2月に岩手県遠野市で開催されたひな祭り会場には、熊本県菊池市からのお客さんを歓迎する看板が掲げられていた。遠野には菊池姓が多いことから(人口の約4分の1も菊池さんいるのだとか!)交流が始まり、1998年に友好都市になった。
東日本大震災のとき遠野市は、甚大な被害を受けた沿岸部を支える後方支援のベースとして活動した。姉妹都市である菊池市は、人材や物資を遠野に送って震災後の活動を支援した。昨年の熊本地震では、遠野から熊本への支援が行われ、菊池市は熊本地震の後方支援拠点として機能している。
東北沿岸部を中心に、震災から6年が経過したいまも活動を続けているNPO法人遠野まごころネットは、ボランティアのマッチングなど被災地での活動経験を生かした活動を熊本県内各地で行った。
東日本大震災で被災した地域の人たちは、熊本地震の被災地に特別な思いを寄せている。「何としても手助けしに行かなければ」という思いに駆られて、震災後熊本入りした人も少なくない。昨年解体された陸前高田の「みんなの家」を主催していた菅原さんは、自ら車を運転して長駆熊本入りした。ビーチクリーンや子どもたちの心のケアを行っているTUNAGARIのメンバーは、益城町と御船町に拠点を立ち上げて、被災地の人たちを直接支援した。
「行きたくても行けない」と内心苦しい思いを抱いた人たちは、募金や物資などで支援した。「支援したくてもそのためのお金が…」という人たちの思いを受けて、石巻のパン屋さんficelleでは、熊本県産の小麦粉を使ったパン「くまモンのほっぺのパン」を発売した。売上げは全額熊本の被災地支援に使われる。
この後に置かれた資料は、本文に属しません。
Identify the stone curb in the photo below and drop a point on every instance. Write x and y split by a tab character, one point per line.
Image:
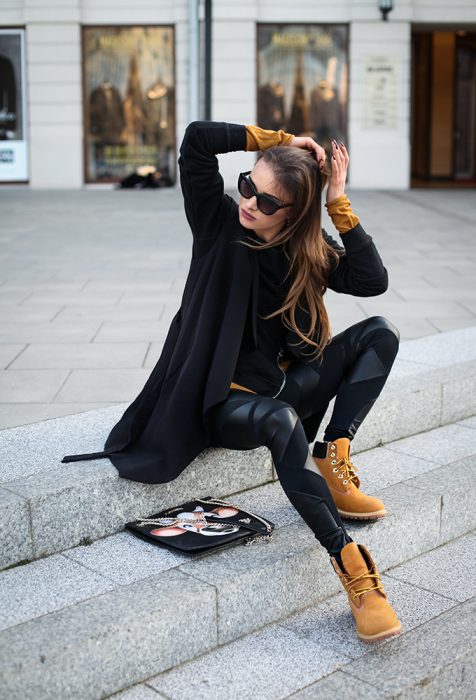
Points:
57	508
120	637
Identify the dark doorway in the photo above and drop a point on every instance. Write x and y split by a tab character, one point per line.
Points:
443	121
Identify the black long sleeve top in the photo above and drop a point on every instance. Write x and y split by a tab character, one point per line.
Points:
360	272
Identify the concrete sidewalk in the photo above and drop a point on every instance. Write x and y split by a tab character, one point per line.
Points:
90	280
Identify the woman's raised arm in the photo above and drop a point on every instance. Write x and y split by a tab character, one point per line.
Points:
206	205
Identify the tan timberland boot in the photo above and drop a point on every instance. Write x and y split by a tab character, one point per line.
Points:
374	617
339	473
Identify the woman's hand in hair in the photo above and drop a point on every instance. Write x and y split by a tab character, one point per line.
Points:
308	142
340	163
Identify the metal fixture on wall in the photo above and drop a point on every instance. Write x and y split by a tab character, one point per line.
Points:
208	59
385	6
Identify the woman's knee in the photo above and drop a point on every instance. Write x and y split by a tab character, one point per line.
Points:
277	421
380	323
384	330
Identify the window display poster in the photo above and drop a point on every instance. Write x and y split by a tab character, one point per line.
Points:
13	146
129	102
303	80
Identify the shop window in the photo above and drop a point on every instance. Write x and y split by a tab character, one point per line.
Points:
303	80
129	102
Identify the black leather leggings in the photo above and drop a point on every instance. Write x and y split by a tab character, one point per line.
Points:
354	369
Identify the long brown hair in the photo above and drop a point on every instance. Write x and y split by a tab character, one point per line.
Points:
311	258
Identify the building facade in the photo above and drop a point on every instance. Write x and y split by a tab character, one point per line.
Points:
93	90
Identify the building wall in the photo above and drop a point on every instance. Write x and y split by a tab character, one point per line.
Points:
53	54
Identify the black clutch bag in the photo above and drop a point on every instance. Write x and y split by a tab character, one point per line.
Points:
202	524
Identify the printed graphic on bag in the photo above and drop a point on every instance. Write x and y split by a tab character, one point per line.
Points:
194	521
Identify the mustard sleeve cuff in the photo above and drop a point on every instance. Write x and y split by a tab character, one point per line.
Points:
258	139
341	214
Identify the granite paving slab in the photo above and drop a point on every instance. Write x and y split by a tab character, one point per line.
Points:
449	570
435	660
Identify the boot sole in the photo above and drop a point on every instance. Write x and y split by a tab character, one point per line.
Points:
371	638
375	515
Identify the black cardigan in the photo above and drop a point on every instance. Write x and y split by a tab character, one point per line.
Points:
167	424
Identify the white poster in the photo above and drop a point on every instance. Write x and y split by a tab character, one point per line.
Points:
380	94
13	133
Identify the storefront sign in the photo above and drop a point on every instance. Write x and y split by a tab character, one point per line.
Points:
13	144
380	107
129	102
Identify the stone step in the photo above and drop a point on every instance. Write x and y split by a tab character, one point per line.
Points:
99	618
315	653
47	507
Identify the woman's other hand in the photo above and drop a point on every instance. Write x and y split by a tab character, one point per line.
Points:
340	163
308	142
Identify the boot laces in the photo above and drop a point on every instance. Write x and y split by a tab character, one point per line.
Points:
348	469
350	581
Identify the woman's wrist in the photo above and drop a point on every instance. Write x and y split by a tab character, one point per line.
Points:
258	139
343	218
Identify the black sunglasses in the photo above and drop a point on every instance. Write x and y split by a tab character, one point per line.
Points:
265	202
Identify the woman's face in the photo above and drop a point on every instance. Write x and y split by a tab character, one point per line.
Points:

一方、熊本地震の被災地である大分からは、毎年「大分Babys」が東北の被災地を訪れ、野外カクテルバーやアート展、映画上映など多彩な活動を行っている。熊本地震の4カ月後にも、大分Babysは被災地に笑顔持参でやってきた。
ひとはこころとこころでつながっている。
絆という言葉は、震災後にあまりに頻繁に使われ過ぎたせいか、この言葉を使うことに抵抗を感じる人も少なくない。かくいうわたしもそうだった。しかし、東北に移住してもうすぐ1年、絆は確かにあるし、いまも変わらず生きていると感じる。
神戸からのお客さんは、陸前高田や大船渡の町で出会った人たちの話を聞きながら涙した。話している人と一緒に涙した。たとえば熊本地震の被災地でようやく家屋の解体が終わったという人の話をテレビで見て、自分の経験や境遇と重ね合わせて心配する人も東北にはたくさんいる。仮設住宅に入居できたからと言って、高齢の人たちのついの住まいはどうなるのか。熊本から伝えられることは、テレビの画面の中や新聞の紙の上に記されたものではなく、隣のおじいちゃんや自分自身のことでもある。
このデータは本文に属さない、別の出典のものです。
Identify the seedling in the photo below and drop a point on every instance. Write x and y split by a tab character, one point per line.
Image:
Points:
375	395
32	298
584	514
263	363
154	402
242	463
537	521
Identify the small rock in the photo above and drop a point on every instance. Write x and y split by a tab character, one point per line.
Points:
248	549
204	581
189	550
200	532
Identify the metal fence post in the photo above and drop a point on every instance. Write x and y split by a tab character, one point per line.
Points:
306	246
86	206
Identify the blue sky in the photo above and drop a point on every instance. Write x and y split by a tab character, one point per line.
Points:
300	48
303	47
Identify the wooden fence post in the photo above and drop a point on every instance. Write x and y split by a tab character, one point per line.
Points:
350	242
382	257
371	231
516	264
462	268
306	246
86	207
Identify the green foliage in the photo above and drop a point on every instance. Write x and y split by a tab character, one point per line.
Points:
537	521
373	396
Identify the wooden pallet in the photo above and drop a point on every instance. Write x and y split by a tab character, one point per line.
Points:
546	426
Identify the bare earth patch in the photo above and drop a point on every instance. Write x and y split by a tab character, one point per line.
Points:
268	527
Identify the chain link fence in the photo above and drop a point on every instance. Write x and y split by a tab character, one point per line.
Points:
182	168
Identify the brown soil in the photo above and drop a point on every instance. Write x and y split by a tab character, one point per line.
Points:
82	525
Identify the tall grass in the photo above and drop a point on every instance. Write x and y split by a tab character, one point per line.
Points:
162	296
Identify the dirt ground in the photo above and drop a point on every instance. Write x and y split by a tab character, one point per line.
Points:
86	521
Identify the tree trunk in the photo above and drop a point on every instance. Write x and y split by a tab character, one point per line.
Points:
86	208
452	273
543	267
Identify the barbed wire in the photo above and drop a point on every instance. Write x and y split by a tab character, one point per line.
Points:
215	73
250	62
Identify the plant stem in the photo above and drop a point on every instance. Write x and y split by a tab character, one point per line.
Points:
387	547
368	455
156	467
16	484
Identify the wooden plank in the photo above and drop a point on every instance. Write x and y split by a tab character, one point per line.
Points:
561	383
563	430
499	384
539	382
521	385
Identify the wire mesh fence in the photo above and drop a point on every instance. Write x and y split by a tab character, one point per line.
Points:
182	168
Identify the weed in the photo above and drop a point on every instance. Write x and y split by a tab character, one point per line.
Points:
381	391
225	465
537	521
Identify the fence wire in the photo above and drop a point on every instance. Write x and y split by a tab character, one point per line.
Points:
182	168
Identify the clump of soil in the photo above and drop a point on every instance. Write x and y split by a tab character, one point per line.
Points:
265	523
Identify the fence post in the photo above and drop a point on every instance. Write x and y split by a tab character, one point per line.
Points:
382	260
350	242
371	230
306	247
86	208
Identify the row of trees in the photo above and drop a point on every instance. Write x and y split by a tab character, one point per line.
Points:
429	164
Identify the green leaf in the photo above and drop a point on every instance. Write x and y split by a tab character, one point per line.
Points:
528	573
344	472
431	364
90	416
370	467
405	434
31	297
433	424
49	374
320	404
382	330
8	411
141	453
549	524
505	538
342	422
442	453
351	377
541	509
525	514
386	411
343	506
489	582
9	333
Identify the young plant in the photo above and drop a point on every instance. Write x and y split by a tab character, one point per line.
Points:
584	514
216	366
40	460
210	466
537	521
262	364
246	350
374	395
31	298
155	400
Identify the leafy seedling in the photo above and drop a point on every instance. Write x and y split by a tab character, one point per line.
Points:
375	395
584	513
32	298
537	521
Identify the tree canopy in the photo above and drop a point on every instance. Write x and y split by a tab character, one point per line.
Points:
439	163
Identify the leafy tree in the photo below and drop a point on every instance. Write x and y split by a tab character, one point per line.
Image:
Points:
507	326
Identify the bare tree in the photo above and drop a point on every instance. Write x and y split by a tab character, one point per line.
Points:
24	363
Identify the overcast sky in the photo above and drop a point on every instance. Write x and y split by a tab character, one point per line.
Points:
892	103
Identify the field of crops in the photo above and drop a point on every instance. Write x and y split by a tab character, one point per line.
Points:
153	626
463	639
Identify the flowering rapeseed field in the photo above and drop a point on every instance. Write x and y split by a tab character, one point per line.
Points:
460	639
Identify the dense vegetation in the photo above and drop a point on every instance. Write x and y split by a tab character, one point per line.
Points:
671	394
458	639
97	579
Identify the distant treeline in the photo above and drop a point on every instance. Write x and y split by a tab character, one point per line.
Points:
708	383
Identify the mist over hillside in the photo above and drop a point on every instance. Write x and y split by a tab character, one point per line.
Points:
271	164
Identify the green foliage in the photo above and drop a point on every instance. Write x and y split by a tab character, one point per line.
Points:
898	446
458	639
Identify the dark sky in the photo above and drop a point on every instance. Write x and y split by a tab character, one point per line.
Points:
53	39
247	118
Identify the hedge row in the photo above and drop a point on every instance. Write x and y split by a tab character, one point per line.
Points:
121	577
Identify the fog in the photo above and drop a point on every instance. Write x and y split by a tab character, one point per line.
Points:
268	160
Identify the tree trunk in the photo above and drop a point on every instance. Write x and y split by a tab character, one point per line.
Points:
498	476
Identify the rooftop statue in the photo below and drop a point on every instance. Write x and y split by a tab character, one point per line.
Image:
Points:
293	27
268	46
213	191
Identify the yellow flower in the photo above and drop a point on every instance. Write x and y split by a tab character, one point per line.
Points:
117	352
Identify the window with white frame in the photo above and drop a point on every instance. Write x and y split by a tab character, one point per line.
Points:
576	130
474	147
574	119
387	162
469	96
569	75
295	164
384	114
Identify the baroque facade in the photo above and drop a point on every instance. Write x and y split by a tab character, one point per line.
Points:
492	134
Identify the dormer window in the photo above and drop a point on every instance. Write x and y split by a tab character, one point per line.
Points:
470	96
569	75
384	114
災害を経験した人でなくても、人ごとと感じられない人がたくさんいる。
だから、熊本に行くという人、東北に行くという人、あるいは岩泉の台風被災地に行くという人がいれば、「これを届けてけれ」と手作りの品物を託す人がたくさんいたりするのだろう。くまモン関連グッズの2016年の売上が、過去最高の約1280億円に上ったのも、少しでも何かしたいという気持ちが共有されているからに違いない。
ひとはつながっている。つながっているからといって何がどうなるものでもない、と言う人もいるかもしれないが、ひとはつながっていることで勇気を得ることができる。つながっていると感じるだけで未来を夢見ることができる。
がんばってくださいね、熊本・大分のみなさん。笑顔でいても、こころの中に不安や悲しみがあること、毎日何回も途方に暮れてしまうような状況の中、それでもやっていこうと自分自身を鼓舞していることを理解している人たちは、たくさんたくさんいますから。